Apabila dipandang secara fenomenologis, dunia siber merupakan sebuah rekayasa virtual netral. Artinya kehadiran dunia maya tersebut dapat membawa pengaruh positif-kontruktif atau negatif-destruktif bergantung pada manusia sebagai subjek pengguna realitas virtual tersebut. Akan tetapi, salah satu kenyataan yang tak terelakan dari keseringan berselancar di dunia siber itu ialah terlemparnya manusia dari realitas riil hidupnya.
Manusia dapat saja kehilangan jati diri dalam kiprahnya di dunia maya. Seorang pelajar bisa lupa dengan tugas hariannya karena waktunya dihabiskan hanya untuk berselancar di dunia maya. Pria yang dalam kehidupan nyata dikenal sebagai seorang yang bertampang garang dan berhati baja, bisa saja tampak begitu feminim dan melankolis dalam realitas virtual. Ibu rumah tangga yang dalam realitas nyata dililiti oleh hutang yang tidak sedikit, dapat saja tampil dengan mimik wajah gembira di halaman facebooknya. Seseorang yang secara psikologis digolongkan sebagai anak-anak, bisa saja memposting konten-konten dewasa dalam dunia siber. Singkat kata, dunia virtual adalah dunia lepas kendali dan di dalamnya manusia bebas menyeting hidupnya.
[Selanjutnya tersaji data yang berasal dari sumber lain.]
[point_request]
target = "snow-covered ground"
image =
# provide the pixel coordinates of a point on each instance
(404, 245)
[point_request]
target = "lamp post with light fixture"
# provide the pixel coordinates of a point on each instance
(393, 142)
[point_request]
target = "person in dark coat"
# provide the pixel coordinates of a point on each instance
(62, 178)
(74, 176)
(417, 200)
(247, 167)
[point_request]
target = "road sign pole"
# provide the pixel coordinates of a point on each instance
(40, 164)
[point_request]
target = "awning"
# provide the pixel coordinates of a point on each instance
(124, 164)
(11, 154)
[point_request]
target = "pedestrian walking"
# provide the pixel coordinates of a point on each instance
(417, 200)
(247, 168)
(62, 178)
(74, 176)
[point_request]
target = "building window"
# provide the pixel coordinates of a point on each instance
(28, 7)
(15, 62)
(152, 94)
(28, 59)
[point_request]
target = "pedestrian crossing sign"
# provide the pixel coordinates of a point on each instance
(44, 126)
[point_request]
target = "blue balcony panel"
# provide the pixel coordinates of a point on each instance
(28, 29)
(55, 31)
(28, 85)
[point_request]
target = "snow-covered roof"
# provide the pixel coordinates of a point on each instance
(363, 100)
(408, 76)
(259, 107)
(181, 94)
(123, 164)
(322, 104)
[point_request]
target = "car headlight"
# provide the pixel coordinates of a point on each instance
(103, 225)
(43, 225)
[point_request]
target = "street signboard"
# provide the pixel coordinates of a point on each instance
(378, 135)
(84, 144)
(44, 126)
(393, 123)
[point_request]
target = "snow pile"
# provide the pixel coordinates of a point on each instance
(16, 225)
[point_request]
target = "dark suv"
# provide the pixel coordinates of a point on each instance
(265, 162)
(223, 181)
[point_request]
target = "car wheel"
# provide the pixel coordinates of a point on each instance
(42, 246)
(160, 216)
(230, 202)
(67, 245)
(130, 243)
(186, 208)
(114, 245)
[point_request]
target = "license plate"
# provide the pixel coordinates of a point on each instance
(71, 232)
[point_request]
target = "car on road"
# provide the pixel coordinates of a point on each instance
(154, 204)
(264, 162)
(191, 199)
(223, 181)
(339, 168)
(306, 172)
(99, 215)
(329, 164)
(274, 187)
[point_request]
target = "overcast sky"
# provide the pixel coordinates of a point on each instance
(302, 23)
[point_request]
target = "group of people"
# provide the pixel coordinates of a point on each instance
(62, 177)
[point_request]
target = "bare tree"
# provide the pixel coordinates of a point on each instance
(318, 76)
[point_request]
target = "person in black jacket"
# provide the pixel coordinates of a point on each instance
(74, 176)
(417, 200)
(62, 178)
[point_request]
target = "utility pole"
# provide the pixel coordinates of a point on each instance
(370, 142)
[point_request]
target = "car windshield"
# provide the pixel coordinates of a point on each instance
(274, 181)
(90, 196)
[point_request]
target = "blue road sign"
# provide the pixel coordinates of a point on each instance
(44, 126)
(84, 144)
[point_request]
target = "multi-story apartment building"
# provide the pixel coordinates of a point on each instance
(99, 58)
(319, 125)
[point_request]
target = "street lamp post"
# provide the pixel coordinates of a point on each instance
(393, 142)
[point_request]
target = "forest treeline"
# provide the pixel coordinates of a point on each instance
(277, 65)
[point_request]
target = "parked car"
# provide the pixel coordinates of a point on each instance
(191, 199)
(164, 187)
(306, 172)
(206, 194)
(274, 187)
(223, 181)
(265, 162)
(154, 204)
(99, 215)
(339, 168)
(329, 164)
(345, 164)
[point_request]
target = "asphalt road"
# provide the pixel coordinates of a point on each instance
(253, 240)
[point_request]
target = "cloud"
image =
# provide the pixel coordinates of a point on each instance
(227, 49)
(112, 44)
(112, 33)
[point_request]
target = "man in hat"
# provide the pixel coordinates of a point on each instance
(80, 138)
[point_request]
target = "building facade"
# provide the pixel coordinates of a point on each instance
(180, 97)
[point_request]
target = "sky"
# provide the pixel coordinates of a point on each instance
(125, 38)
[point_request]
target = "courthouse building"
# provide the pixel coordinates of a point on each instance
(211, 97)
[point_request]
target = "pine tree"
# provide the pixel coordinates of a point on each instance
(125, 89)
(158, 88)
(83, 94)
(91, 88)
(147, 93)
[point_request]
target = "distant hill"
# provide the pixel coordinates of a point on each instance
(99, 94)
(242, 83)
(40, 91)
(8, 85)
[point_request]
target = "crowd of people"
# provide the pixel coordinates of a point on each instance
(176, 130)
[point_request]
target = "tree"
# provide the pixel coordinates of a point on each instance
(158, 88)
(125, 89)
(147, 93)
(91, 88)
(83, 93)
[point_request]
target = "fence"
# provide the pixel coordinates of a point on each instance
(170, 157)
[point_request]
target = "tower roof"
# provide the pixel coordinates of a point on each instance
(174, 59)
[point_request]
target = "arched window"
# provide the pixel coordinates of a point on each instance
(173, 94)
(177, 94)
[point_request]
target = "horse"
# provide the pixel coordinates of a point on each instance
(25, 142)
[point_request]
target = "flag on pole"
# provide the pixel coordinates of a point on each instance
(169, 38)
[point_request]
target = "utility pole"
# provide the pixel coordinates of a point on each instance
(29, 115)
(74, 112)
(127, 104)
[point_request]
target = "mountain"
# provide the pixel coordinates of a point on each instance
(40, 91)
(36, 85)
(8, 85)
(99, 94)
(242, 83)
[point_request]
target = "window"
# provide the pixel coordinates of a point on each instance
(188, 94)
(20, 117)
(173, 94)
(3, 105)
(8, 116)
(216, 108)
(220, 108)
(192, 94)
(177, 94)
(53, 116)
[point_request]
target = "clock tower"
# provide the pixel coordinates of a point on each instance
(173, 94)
Di sini manusia sebenarnya sedang teralienasi. Ia bergerak jauh dari realitas riil dan masuk ke dalam realitas maya. Sejurus dengan pemikiran Marx, manusia merasa begitu nyaman dengan realitas maya karena di dalamnya manusia diberi kebebasan untuk mengaktualisasikan diri. Namun, aktualisasi diri yang terlampau sering dalam dunia maya dapat membuat manusia buta terhadap realitas hidup riilnya. Ia barangkali lebih mengenal dan memahami persoalan di belahan dunia nan jauh di sana ketimbang persoalan-persoalan dalam lingkungan tempat tinggalnya. Ia bisa saja lebih mengenal artis-artis Hollywood ketimbang tetangga dekatnya.
Keseringan berselancar dan mengaktualisasikan diri dalam dunia maya telah menyebabkan generasi milenial kehilangan daya kritis dalam mengidentifikasi dan mendiferensiasi realitas maya dari realitas nyata. Di sini, adalah sebuah keniscayaan jika generasi milenial melihat realitas virtual itu sebagai realitas riil, ruang dan waktu ia hidup.
Dalam skala yang lebih luas, kehadiran internet dengan aneka aplikasinya benar-benar membuat manusia milenial menanggalkan kemanusiaan sosialnya demi menjadi manusia “maya”. Terlihat bahwa begitu banyak khalayak umum terendam dalam sebuah kolam dekadensi moral. Istilah manusia sebagai mahkluk sosial hanya menjadi “bungkusan luarnya” saja. Masing-masing orang mengembangkan dalam dirinya suatu kepribadian baru, kepribadian manusia internetan.
Hal ini adalah tantangan untuk kita sebagai generasi milneal untuk dapat bertanggung jawab dengan apa yang kita lakukan, bukan hanya di dunia nyata tetapi juga di dunia maya. Akan lebih bermanfaat jika kita menggunakan media sosial yang kita miliki untuk menuliskan informasi atau konten-konten kreatif yang bermanfaat bagi banyak orang. Kita juga harus belajar menjadi pengguna media sosial yang cerdas dan bertanggung jawab. Jangan hanya asal membaca judul tetapi juga membaca informasinya secara lengkap. Jangan hanya terpukau oleh desain cover lantas mengabaikan isi yang mungkin mencerdaskan dan mencerahkan. Harus cerdas mereguk konten-konten yang berseliweran, lantas membandingkannya dari sumber yang lain yang mungkin lebih terpercaya.
Media sosial sebenarnya bak pedang bermata dua yang sekarang sedang kita pegang erat-erat di tangan kita. Entah itu akan kita gunakan untuk hal yang positif atau yang negatif. Media sosial dapat menjadi alat yang sangat kuat untuk melakukan perubahan-perubahan besar yang positif jika berada di tangan pengguna yang cerdas. Jadi pertanyaannya, .apakah kamu pengguna yang cerdas?